PCR and PLS have been used to estimate elemental and chemical compositions and to a lesser extent physical or thermodynamic properties of solids, liquids and gases based on their mid- or near-infrared spectra. Some examples of using chemometrics to infer physical and chemical properties of crude oils from their near-infrared spectra were given in 1988 in GB 2,217,838A where the spectra were obtained in the laboratory using a high-resolution (2-nm step size) spectrometer. Typically, chemometric methods involve: [1] the collection of mid-infrared or near-infrared spectra of a set of representative samples; [2] mathematical treatment of the spectral data to extract the best correlating individual wavelengths (MLR), or Principal Components or Partial Least Squares latent variables (e.g. the correlated absorbance signals described above); and [39 regression of these spectral variables against composition and/or property data to build a multivariate model. The analysis of new samples then involves the collection of their spectra, the decomposition of the spectra in terms of the spectral variables used in the regression and the application of the regression equation to calculate the composition or properties.
In Safinya et al., visible and near-infrared light is passed through the fluid sample. Then, a spectrometer (which is actually a filter photometer that has 10 filters at different center wavelengths) measures the spectrum of the transmitted and the back scattered light, and, knowing the spectrum of the incident light, transmission and backscattered absorption spectra for the sample are determined. Using absorption spectra of water, and particular examples of absorption spectra of gas, crude and refined oils, and drilling fluids, a least squares analysis is performed that models the observed spectra as a weighted sum of the spectra of its components, the least squares analysis giving the composition of the fluid in terms of weights of the various components. The Safinya method assumes that the spectra of the crude oil and of the filtrate that comprise a contaminated formation fluid mixture are the same as whatever example crude oil and filtrate spectra were chosen for the least-squares fitting. However, when testing any hydrocarbon-bearing zone for the first time, that assumption is problematic because of the high variability of crude oil spectra.
Currently, typical downhole spectrometers are actually filter photometers.
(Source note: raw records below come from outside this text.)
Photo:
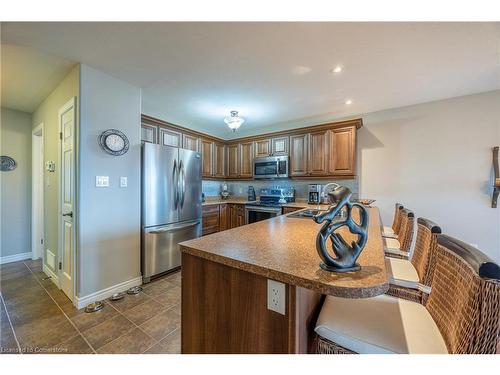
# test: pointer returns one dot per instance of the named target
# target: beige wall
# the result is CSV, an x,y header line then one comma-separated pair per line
x,y
47,113
436,159
15,134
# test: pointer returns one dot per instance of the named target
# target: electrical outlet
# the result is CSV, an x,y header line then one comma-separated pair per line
x,y
276,297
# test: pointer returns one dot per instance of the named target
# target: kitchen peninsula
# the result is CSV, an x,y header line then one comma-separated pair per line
x,y
225,285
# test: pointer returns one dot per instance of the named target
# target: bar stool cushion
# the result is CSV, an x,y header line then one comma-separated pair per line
x,y
392,243
402,273
379,325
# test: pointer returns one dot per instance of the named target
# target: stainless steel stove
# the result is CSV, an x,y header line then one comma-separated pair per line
x,y
269,204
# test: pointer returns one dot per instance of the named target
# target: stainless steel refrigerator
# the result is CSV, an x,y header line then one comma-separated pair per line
x,y
171,205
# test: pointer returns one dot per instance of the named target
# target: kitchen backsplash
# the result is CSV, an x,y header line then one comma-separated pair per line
x,y
240,188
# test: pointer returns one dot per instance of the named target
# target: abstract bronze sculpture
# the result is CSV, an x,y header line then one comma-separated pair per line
x,y
346,255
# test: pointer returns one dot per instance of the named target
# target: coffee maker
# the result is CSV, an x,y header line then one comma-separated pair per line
x,y
314,194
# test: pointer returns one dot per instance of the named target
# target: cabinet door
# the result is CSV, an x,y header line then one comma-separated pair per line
x,y
262,148
223,217
190,143
233,165
207,152
149,133
219,160
210,219
170,137
246,160
280,146
318,153
343,151
298,155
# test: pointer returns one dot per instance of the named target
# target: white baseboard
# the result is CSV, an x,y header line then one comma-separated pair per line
x,y
102,294
53,277
15,258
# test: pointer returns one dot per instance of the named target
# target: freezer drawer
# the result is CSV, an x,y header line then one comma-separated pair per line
x,y
161,246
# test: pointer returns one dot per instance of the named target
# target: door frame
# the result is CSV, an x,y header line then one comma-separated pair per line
x,y
70,103
37,193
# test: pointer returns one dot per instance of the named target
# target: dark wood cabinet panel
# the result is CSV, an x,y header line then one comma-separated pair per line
x,y
149,133
262,148
318,153
219,168
246,160
280,145
343,151
233,165
169,137
191,143
298,155
210,220
207,154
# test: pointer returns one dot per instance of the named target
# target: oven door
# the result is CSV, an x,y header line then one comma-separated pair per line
x,y
256,213
265,169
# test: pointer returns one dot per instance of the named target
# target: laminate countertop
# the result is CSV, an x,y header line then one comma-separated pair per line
x,y
283,248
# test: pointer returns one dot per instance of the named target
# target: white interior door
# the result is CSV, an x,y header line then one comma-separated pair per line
x,y
67,238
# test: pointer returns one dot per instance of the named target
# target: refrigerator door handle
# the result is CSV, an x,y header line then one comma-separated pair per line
x,y
183,182
175,178
174,227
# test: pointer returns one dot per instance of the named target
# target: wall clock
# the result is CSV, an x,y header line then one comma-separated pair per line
x,y
7,163
114,142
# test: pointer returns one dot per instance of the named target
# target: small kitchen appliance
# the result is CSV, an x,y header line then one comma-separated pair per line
x,y
314,194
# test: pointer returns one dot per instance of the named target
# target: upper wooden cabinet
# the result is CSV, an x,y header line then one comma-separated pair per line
x,y
343,151
318,153
207,161
322,151
219,168
246,160
233,157
298,155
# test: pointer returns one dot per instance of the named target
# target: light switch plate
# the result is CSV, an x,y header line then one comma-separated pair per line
x,y
123,181
276,297
101,181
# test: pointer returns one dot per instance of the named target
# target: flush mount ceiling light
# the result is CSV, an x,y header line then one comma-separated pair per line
x,y
234,121
336,69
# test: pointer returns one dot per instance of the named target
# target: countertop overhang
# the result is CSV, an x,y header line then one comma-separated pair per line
x,y
284,249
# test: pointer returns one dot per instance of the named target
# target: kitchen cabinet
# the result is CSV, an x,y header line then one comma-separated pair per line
x,y
236,215
299,155
318,153
207,151
246,160
219,159
169,137
343,151
280,146
190,142
223,217
263,148
210,219
233,165
149,133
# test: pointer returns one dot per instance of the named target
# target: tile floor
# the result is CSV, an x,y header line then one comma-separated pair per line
x,y
36,317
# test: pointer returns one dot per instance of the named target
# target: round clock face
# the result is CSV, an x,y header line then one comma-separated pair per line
x,y
114,142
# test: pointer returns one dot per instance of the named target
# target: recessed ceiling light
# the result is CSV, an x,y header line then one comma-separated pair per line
x,y
336,69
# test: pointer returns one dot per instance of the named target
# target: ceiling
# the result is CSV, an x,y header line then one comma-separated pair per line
x,y
277,75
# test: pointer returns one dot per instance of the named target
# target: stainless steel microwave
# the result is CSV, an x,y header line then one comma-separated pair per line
x,y
270,167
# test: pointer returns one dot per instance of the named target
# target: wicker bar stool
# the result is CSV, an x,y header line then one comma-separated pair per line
x,y
400,247
393,230
409,279
462,314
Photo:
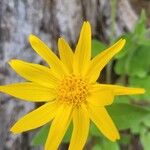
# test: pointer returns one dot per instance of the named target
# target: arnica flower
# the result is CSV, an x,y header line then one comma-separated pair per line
x,y
69,89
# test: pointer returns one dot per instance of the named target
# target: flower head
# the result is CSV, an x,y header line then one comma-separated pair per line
x,y
69,88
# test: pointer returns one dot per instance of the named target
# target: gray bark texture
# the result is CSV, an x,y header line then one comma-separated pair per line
x,y
49,19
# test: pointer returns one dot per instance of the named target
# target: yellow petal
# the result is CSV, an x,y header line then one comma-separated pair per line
x,y
83,50
102,120
81,124
66,54
29,91
118,90
101,97
99,62
59,127
34,72
47,54
36,118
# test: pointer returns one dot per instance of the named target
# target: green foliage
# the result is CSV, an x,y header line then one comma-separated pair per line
x,y
104,144
41,136
125,116
145,138
134,59
141,82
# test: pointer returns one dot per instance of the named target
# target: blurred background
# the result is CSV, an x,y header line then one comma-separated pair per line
x,y
51,19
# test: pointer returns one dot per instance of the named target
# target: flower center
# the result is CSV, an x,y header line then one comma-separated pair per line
x,y
73,90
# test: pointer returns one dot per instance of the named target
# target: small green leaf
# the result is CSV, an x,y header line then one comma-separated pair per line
x,y
141,24
140,64
108,145
97,147
97,47
143,83
125,115
41,136
67,136
125,139
145,139
94,131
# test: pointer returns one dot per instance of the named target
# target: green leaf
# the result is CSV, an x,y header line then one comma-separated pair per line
x,y
141,24
97,147
94,131
41,136
125,139
97,47
145,139
108,145
120,66
125,115
140,64
67,136
143,83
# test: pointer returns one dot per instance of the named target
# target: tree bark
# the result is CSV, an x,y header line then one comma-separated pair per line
x,y
49,19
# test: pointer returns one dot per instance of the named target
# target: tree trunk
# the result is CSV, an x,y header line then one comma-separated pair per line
x,y
49,19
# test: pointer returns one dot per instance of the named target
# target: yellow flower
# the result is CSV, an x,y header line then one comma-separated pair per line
x,y
69,88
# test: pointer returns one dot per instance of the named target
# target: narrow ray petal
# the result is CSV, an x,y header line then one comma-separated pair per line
x,y
104,122
99,62
47,54
36,118
29,91
59,127
34,72
66,54
101,98
83,50
81,124
117,89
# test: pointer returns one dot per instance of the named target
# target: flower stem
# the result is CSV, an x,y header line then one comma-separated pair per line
x,y
112,37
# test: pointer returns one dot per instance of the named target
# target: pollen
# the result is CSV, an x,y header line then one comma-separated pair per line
x,y
73,90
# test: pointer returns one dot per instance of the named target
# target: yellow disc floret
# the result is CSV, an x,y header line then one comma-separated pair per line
x,y
73,90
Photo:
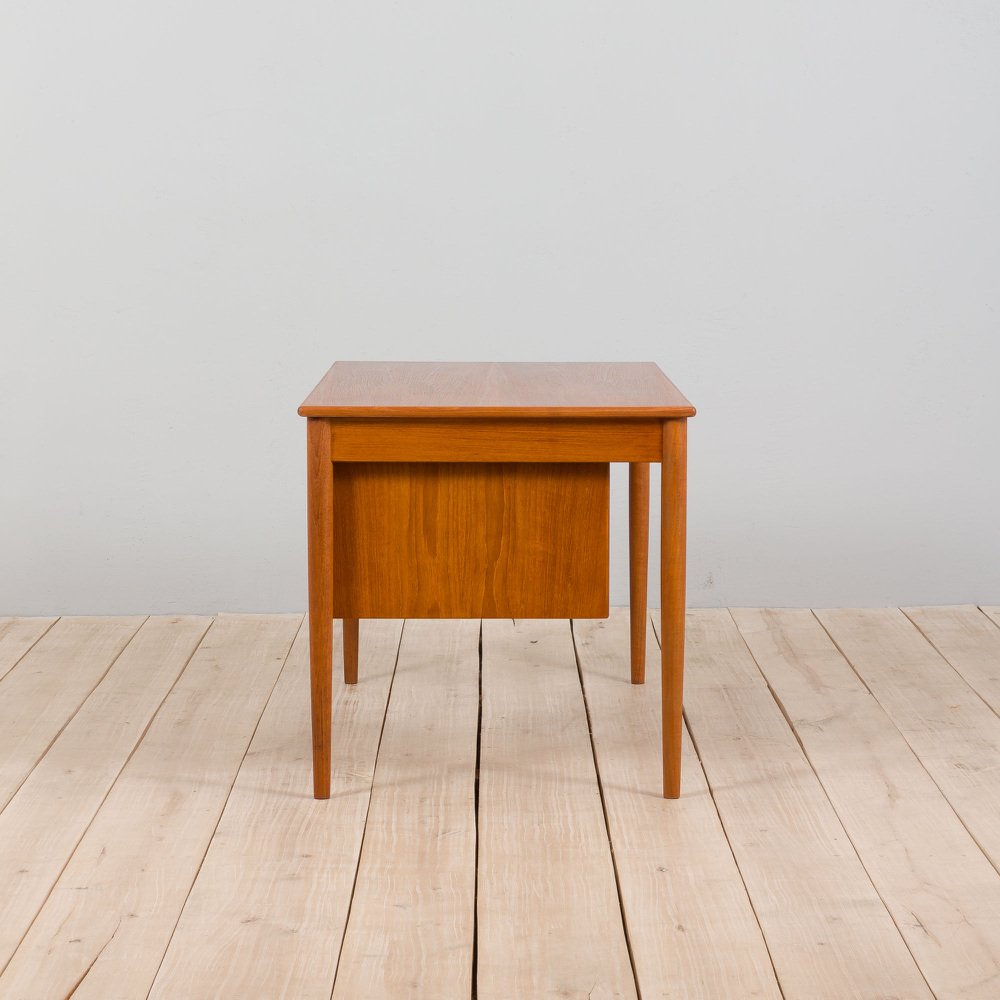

They use fixed, single-color interference filters whose bandpass resolution is limited to no better than 11 nm full width at half maximum because of the present state of the art for manufacturing interference-filters, thus providing relatively low spectroscopic resolution at a small number of selected center wavelengths (e.g., 10 to 24 different optical filters). These filters are not suitable to distinguish between closely spaced spectral peaks or to identity isotopes whose spectral peak spacings are much smaller than 11 nm. Thus, there is a need for an analysis technique suitable for downhole and onsite surface spectroscopic analysis of hydrocarbon samples with higher resolution.